Military Embedded Systems

Conduction-cooling advancements complement ultra-compact servers in battle versus excessive heat


August 01, 2019

Chris A. Ciufo

General Micro Systems, Inc.

Servers in the defense arena are packing ever-more electronics, posing serious thermal-management challenges. Advancements in conduction cooling, however, can reduce heat and prevent throttling in these small-form-factor designs.

Battles are fought in the real world and with modern electronic warfare systems; the battle is also “fought” internally in systems against heat and its effects on electronics. This situation is especially true in rugged battlefield servers, which mandate high mean-time-between-failure (MTBF) compared to commercial data center equipment. Battlefield servers routinely experience extreme heat in deployed environments like the Middle East, Africa, and even Arizona.

As these high-performance battlefield servers become true mobile data centers with Intel’s latest scalable Xeon processors, it’s become even more challenging to remove the heat. In vehicles, on ships, on wide-body aircraft, and within quasi-fixed, behind-front-lines operation centers, heat can be a true server killer, throttling performance and putting lives at risk.

Removing or at least reducing heat from battlefield servers can be done in multiple ways, from blown air to liquid or conduction cooling. While versions of these approaches – or a combination of the three – have been around for decades, new enhancements offer more innovative conduction-cooled hybrid-style alternatives for servers on the scorching battlefield.

Air cooling by convection

Rackmount server system designers operating in places like command tents often try to use the same cooling techniques as those used in enterprise installations. Unfortunately, air-cooling (via convection) with fans and pure commercial-temperature components isn’t nearly as effective on the battlefield.

Internal design inefficiencies reduce air flow, requiring more air per square inch fed into the server. Individual component heat sinks each indiscriminately heat the air while simultaneously slowing the air’s velocity due to eddies, obstructions, and dust buildup. Upstream components can also inadvertently overheat downstream components. The answer is more air, and air-conditioned (cold) air needs to be fed into the server.

Battlefield “chillers” that cool the server inlet air work well but require some heavyweight logistics. The chiller units can be truck-mounted to cool both the operators and the servers – say, in a command post tent – or rackmounted to cool just the servers. Either way, mammoth generators are also needed to power the chillers. The generators need fuel and are noisy, complicating a force’s deployment logistics and stealth. All this to cool a rackmount server.
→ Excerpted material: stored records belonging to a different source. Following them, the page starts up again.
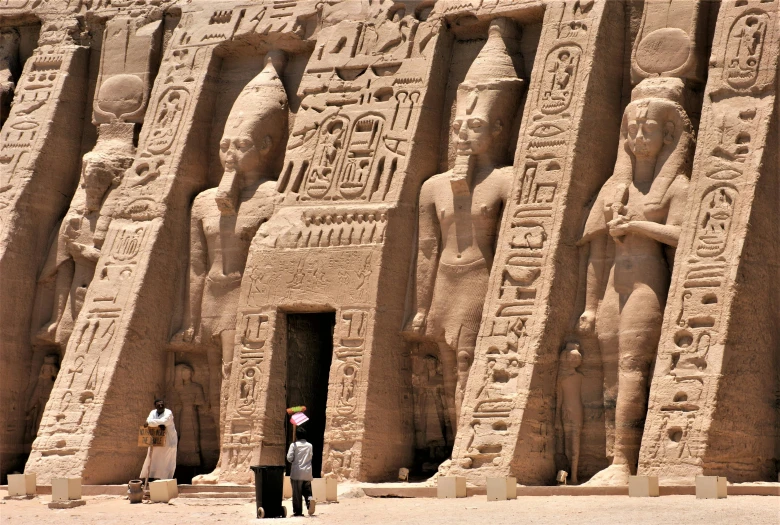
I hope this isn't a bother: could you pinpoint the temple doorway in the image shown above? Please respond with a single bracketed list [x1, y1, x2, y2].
[285, 312, 336, 477]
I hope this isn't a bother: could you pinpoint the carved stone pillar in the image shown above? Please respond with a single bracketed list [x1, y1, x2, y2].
[209, 9, 449, 483]
[0, 35, 88, 479]
[449, 1, 624, 484]
[27, 9, 219, 484]
[639, 1, 780, 483]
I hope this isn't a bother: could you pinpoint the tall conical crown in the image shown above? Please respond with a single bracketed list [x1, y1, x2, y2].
[226, 51, 287, 127]
[461, 18, 523, 88]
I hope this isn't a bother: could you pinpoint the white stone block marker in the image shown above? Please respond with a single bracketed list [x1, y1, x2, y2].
[8, 472, 35, 496]
[436, 476, 466, 499]
[311, 478, 339, 503]
[51, 478, 81, 501]
[149, 479, 179, 503]
[628, 476, 660, 498]
[487, 477, 517, 501]
[696, 476, 728, 499]
[49, 477, 87, 509]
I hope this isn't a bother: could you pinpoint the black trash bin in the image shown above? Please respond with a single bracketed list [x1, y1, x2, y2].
[249, 466, 287, 518]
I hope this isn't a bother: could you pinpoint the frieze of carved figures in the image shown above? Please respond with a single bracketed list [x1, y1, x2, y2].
[279, 9, 437, 202]
[290, 210, 387, 248]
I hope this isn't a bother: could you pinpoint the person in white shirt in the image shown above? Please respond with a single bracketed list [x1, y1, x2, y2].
[141, 399, 179, 480]
[287, 427, 316, 516]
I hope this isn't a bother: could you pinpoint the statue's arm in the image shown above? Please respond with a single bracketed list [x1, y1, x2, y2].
[610, 176, 689, 248]
[407, 183, 441, 332]
[579, 235, 608, 334]
[577, 195, 609, 334]
[38, 221, 70, 282]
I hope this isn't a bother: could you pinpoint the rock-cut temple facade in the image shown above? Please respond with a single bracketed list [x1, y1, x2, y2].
[0, 0, 780, 486]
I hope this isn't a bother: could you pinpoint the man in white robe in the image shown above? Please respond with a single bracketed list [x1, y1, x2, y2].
[141, 399, 179, 480]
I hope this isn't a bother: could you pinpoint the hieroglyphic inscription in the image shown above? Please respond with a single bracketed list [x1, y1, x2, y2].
[452, 2, 604, 476]
[323, 307, 373, 479]
[278, 10, 436, 202]
[640, 1, 778, 476]
[0, 46, 70, 210]
[30, 221, 151, 458]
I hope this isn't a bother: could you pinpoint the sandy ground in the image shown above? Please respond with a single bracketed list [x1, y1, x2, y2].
[0, 492, 780, 525]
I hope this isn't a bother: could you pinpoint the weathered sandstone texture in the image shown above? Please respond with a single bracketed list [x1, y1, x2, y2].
[0, 0, 780, 485]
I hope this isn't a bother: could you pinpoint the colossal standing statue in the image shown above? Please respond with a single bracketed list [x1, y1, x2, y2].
[172, 52, 287, 456]
[579, 78, 694, 485]
[406, 19, 523, 426]
[36, 122, 135, 348]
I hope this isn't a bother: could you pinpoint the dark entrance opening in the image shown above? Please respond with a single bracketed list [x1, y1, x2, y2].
[285, 312, 336, 477]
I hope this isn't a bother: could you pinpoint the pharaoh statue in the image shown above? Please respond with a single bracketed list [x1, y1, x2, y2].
[579, 78, 694, 485]
[555, 342, 584, 484]
[25, 354, 60, 443]
[173, 363, 207, 467]
[36, 122, 135, 348]
[0, 28, 19, 126]
[405, 19, 523, 426]
[171, 51, 287, 474]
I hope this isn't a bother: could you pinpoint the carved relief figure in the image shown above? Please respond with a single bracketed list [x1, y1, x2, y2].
[580, 78, 694, 485]
[37, 122, 135, 348]
[0, 28, 19, 126]
[412, 354, 452, 461]
[25, 354, 60, 443]
[173, 363, 208, 467]
[406, 19, 523, 428]
[172, 52, 287, 454]
[555, 342, 583, 484]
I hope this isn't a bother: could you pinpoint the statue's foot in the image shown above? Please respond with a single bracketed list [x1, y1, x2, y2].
[35, 321, 57, 343]
[192, 469, 220, 485]
[583, 465, 631, 487]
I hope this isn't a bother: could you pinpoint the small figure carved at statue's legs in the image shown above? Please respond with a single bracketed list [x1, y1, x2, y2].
[36, 259, 75, 342]
[613, 285, 665, 476]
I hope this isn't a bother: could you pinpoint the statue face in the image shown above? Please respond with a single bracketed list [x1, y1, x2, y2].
[626, 103, 674, 159]
[219, 129, 261, 173]
[452, 91, 503, 155]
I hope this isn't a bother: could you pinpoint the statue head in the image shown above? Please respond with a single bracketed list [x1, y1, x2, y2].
[613, 78, 694, 214]
[38, 354, 60, 381]
[81, 122, 135, 213]
[174, 363, 195, 387]
[560, 341, 582, 370]
[452, 18, 523, 164]
[217, 51, 288, 214]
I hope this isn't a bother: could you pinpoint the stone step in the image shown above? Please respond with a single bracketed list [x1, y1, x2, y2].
[179, 491, 255, 501]
[179, 485, 255, 496]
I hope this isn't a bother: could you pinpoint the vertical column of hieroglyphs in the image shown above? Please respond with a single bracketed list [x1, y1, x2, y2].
[27, 4, 237, 483]
[444, 1, 623, 483]
[639, 0, 780, 483]
[0, 12, 87, 478]
[215, 5, 446, 481]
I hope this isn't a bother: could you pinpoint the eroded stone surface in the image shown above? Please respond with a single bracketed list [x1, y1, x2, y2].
[0, 0, 780, 485]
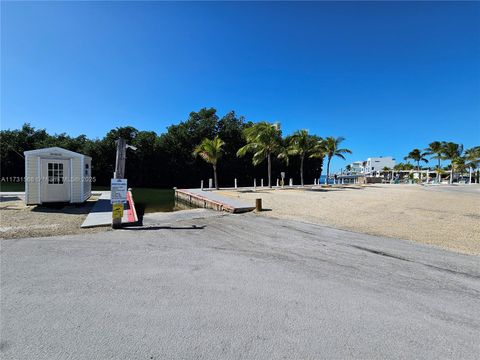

The fans used in pure convection-cooled servers are also loud, prone to failure, and transport airborne particles from outside the server chassis to the inside (Figure 1). A 1U server is only 1.75 inches tall yet must dissipate as much as 1.5 KW out the exhaust ports, equivalent to the heat of a hair dryer. Accordingly, the server’s small fans scream at high RPM to move the air, forcing operators near the server to wear ear protection.

Figure 1 | A typical rackmount server is densely packed with impediments to airflow and places for particles like dust and smoke to collect.



And if servers are used on the battlefield – in trucks, tents, or in an aircraft parked in a humid environment – the fans also deposit dust, dirt, talc, smoke, and even mold spores and corrosive airborne salt into the cramped chassis. As debris builds up, cooling performance goes down and heat increases. Bad news on the battlefield.

A case for liquid cooling?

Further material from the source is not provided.